The benefit of the pembrolizumab addition was clear across virtually all subgroups. Although patients with a disease-free interval of less than 12 months appeared to benefit less, that subset was small (65 patients), and the trial was not powered to look for that difference. This finding, therefore, should be interpreted with caution, Dr. Rugo added.

Safety Profile

The final analysis identified no new safety signals. Grades 3 to 5 immune-related toxicities were observed in 5.3% of those given pembrolizumab vs 0% of those given placebo. Immune-mediated adverse events led to discontinuation of therapy in 2.8% vs 0%, respectively. The most common immune-related toxicities were thyroid-related (19.0%), followed by pneumonitis (2.5%). Two patients died of treatment-related toxicity in the pembrolizumab arm (one of pneumonia and the other of acute kidney injury). 

DISCLOSURE: Dr. Rugo has served as a consultant or advisor to Puma Biotechnology, Napo, and Samsung; has received institutional research funding from AstraZeneca, Ayala, Boehringer Ingelheim, Daiichi Sankyo, Genentech, Gilead, Lilly, Merck, Novartis, OBI Pharma, Pfizer, Polyphor, Sermonix, and Seattle Genetics.

REFERENCES

1. Rugo HS, Cortes J, Cescon DW, et al: KEYNOTE-355: Final results from a randomized, double-blind phase III study of first-line pembrolizumab + chemotherapy vs placebo + chemotherapy for metastatic triple-negative breast cancer. ESMO Congress 2021. Abstract LBA16. Presented September 19, 2021.

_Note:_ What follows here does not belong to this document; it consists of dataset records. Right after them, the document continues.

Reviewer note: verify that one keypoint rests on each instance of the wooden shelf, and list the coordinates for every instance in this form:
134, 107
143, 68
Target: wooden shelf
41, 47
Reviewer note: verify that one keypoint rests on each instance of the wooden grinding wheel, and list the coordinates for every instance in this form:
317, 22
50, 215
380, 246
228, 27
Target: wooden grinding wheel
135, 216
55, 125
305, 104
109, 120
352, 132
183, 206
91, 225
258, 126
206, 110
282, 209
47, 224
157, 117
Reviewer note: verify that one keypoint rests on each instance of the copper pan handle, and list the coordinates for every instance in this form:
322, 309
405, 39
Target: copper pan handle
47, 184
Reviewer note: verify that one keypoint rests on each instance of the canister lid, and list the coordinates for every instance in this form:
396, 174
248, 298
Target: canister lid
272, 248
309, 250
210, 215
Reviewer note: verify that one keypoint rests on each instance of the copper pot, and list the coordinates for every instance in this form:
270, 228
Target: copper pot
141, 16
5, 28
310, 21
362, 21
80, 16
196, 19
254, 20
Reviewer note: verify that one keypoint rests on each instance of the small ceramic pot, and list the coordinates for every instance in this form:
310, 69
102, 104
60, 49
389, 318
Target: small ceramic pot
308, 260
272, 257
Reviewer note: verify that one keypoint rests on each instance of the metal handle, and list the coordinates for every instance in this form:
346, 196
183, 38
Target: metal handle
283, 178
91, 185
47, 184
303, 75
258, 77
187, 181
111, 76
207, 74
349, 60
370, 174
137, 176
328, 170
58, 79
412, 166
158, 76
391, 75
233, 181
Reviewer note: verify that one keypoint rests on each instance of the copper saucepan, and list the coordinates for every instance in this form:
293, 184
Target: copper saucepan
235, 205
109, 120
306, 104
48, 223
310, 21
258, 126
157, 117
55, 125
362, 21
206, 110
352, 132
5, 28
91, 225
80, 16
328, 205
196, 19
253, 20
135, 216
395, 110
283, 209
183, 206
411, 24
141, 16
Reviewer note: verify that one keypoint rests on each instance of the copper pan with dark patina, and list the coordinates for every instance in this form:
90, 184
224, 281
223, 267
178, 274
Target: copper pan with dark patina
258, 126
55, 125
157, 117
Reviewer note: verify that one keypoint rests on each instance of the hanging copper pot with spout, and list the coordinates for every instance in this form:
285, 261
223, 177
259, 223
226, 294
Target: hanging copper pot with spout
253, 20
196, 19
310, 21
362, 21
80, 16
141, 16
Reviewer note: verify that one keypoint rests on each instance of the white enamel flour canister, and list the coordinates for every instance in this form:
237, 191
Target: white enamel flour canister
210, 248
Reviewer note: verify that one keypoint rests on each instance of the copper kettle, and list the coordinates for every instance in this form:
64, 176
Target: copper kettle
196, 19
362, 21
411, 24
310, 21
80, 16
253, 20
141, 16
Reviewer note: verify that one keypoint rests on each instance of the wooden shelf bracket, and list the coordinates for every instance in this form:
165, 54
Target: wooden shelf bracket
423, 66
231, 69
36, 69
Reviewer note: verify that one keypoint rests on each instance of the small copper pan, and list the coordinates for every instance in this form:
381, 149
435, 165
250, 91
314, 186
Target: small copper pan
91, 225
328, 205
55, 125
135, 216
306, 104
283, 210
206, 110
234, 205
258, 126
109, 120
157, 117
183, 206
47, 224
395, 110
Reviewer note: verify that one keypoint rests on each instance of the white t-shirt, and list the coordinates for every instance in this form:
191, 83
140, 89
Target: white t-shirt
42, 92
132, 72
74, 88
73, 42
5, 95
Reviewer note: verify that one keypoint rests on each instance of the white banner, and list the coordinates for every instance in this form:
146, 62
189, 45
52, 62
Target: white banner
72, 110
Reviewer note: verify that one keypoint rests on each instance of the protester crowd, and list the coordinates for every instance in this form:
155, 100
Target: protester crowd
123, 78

2. Cortés J, Cescon DW, Rugo HS, et al: KEYNOTE-355: Final results from a randomized, double-blind phase III study of first-line pembrolizumab plus chemotherapy vs placebo plus chemotherapy for metastatic TNBC. Ann Oncol 32:S1289-S1290, 2021.

3. Schmid P, Adams S, Rugo HS, et al: Atezolizumab and nab-paclitaxel in advanced triple-negative breast cancer. N Engl J Med 379:2108-2121, 2018.

4. Cortes J, Cescon DW, Rugo HS, et al: Pembrolizumab plus chemotherapy versus placebo plus chemotherapy for previously untreated locally recurrent inoperable or metastatic triple-negative breast cancer (KEYNOTE-355): A randomised, placebo-controlled, double-blind, phase 3 clinical trial. Lancet 396:1817-1828, 2020.